In a statement on Facebook, Johnson stated that: “We are now entering the final phase of our negotiations with the EU.
“The EU have been very clear about the timetable. I am too. There needs to be an agreement with our European friends by the time of the European Council on 15 October if it’s going to be in force by the end of the year. So there is no sense in thinking about timelines that go beyond that point. If we can’t agree by then, then I do not see that there will be a free trade agreement between us, and we should both accept that and move on.

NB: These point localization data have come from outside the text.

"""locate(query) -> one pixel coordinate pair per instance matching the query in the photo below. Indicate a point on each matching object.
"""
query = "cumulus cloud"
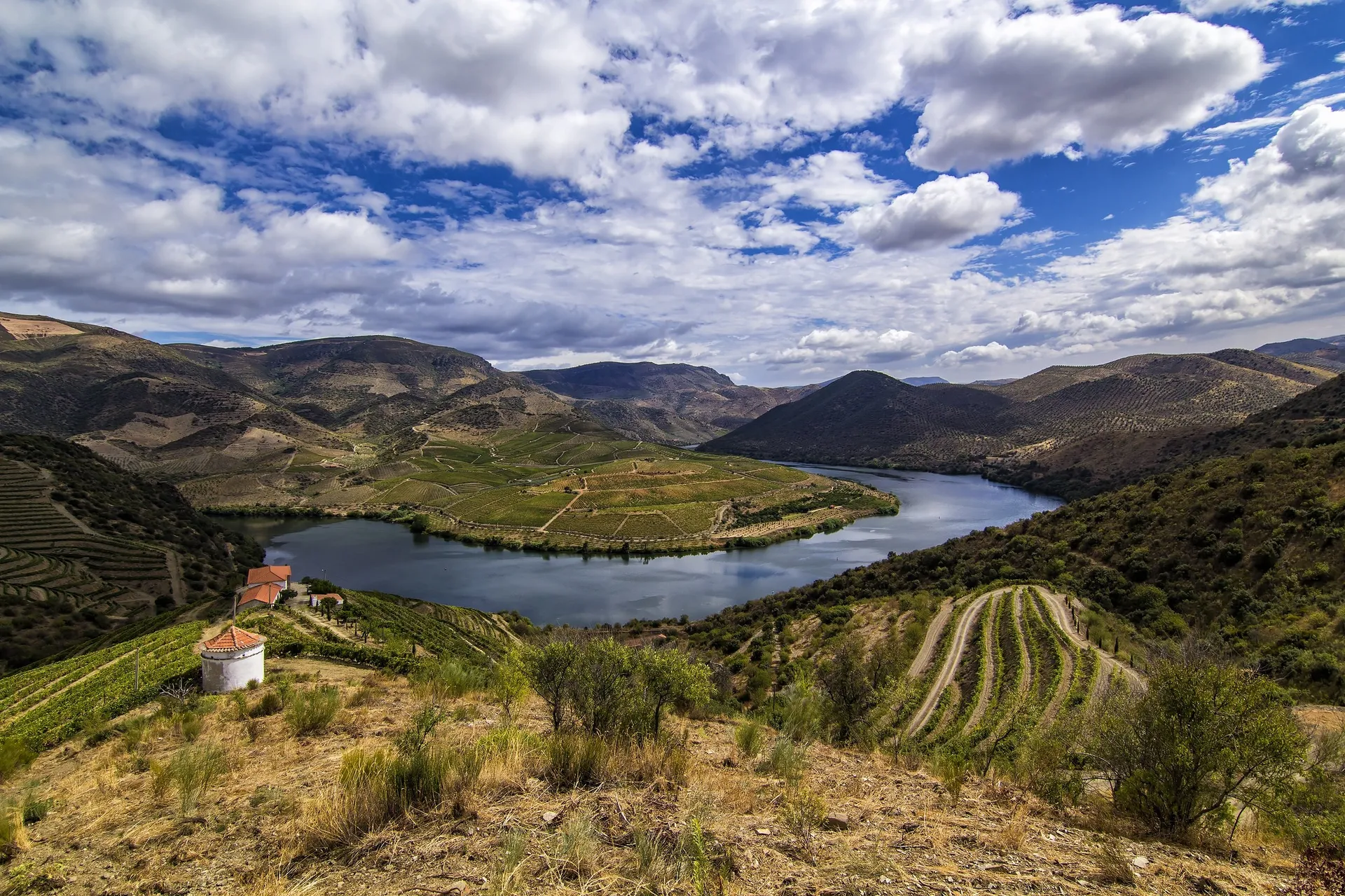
(825, 181)
(1225, 7)
(1091, 81)
(943, 212)
(852, 346)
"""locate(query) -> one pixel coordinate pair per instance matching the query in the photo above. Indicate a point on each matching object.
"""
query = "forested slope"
(1243, 551)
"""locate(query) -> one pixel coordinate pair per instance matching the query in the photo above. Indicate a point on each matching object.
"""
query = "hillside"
(1320, 353)
(677, 404)
(1244, 551)
(359, 385)
(88, 548)
(1099, 463)
(871, 419)
(689, 815)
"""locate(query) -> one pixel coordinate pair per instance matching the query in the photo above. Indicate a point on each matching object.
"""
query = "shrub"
(748, 739)
(312, 710)
(1200, 736)
(193, 770)
(447, 678)
(576, 759)
(802, 813)
(269, 704)
(549, 670)
(14, 839)
(15, 755)
(509, 682)
(787, 760)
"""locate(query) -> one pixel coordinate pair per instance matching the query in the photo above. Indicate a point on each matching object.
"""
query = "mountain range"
(681, 404)
(872, 419)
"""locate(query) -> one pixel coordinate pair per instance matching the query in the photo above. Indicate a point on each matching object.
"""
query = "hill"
(88, 548)
(1320, 353)
(677, 404)
(871, 419)
(393, 428)
(358, 385)
(1099, 463)
(1244, 551)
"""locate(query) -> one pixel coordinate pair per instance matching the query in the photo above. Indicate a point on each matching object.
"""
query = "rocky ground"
(890, 829)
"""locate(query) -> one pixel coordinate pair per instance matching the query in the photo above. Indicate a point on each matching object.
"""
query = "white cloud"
(825, 181)
(849, 346)
(943, 212)
(1225, 7)
(1074, 83)
(1229, 128)
(1032, 240)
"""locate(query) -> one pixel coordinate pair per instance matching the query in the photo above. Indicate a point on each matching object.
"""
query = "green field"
(587, 490)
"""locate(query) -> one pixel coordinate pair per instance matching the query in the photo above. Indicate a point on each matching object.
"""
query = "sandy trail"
(950, 665)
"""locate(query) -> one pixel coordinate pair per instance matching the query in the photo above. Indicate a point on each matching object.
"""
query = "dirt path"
(931, 641)
(1067, 677)
(42, 703)
(988, 678)
(577, 494)
(950, 665)
(1059, 608)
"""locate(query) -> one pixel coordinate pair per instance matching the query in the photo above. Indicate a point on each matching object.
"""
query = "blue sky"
(785, 191)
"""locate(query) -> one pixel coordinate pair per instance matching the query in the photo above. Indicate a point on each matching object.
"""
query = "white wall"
(235, 672)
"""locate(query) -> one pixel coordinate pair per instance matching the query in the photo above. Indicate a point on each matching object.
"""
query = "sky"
(785, 191)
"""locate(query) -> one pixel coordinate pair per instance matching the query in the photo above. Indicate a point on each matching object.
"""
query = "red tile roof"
(268, 574)
(233, 638)
(267, 593)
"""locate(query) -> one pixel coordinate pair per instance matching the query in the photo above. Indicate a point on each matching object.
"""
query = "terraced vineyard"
(1008, 661)
(49, 704)
(583, 490)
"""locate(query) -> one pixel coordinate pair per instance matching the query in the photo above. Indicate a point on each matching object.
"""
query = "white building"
(230, 659)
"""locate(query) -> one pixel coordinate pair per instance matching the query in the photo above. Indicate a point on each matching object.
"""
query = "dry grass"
(628, 834)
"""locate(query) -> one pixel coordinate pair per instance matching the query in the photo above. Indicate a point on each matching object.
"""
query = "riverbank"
(738, 525)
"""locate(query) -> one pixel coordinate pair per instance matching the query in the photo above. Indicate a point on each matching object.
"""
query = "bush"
(802, 813)
(1201, 736)
(193, 770)
(269, 704)
(748, 739)
(15, 757)
(447, 678)
(14, 839)
(787, 760)
(312, 710)
(576, 759)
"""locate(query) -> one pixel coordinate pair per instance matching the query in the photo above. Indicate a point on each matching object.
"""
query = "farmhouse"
(269, 576)
(263, 595)
(230, 659)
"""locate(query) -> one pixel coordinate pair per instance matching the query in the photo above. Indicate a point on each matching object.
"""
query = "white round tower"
(230, 659)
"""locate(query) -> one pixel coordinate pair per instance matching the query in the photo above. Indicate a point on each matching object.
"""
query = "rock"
(836, 821)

“We will then have a trading arrangement with the EU like Australia’s. I want to be absolutely clear that, as we have said right from the start, that would be a good outcome for the UK. As a Government we are preparing, at our borders and at our ports, to be ready for it. We will have full control over our laws, our rules, and our fishing waters. We will have the freedom to do trade deals with every country in the world. And we will prosper mightily as a result.
“We will of course always be ready to talk to our EU friends even in these circumstances. We will be ready to find sensible accommodations on practical issues such as flights, lorry transport, or scientific cooperation, if the EU wants to do that. Our door will never be closed and we will trade as friends and partners – but without a free trade agreement.
“There is still an agreement to be had. We will continue to work hard in September to achieve it. It is one based on our reasonable proposal for a standard free trade agreement like the one the EU has agreed with Canada and so many others. Even at this late stage, if the EU are ready to rethink their current positions and agree this I will be delighted. But we cannot and will not compromise on the fundamentals of what it means to be an independent country to get it.”
Read more: Brexit deal ‘seems unlikely’ this year
Earlier, the UK’s lead negotiator David Frost told the Mail on Sunday that the UK was more than ready to walk away from negotiations.
“We came in after a Government and negotiating team that had blinked and had its bluff called at critical moments and the EU had learned not to take our word seriously,” he said.
“So a lot of what we are trying to do this year is to get them to realise that we mean what we say and they should take our position seriously.”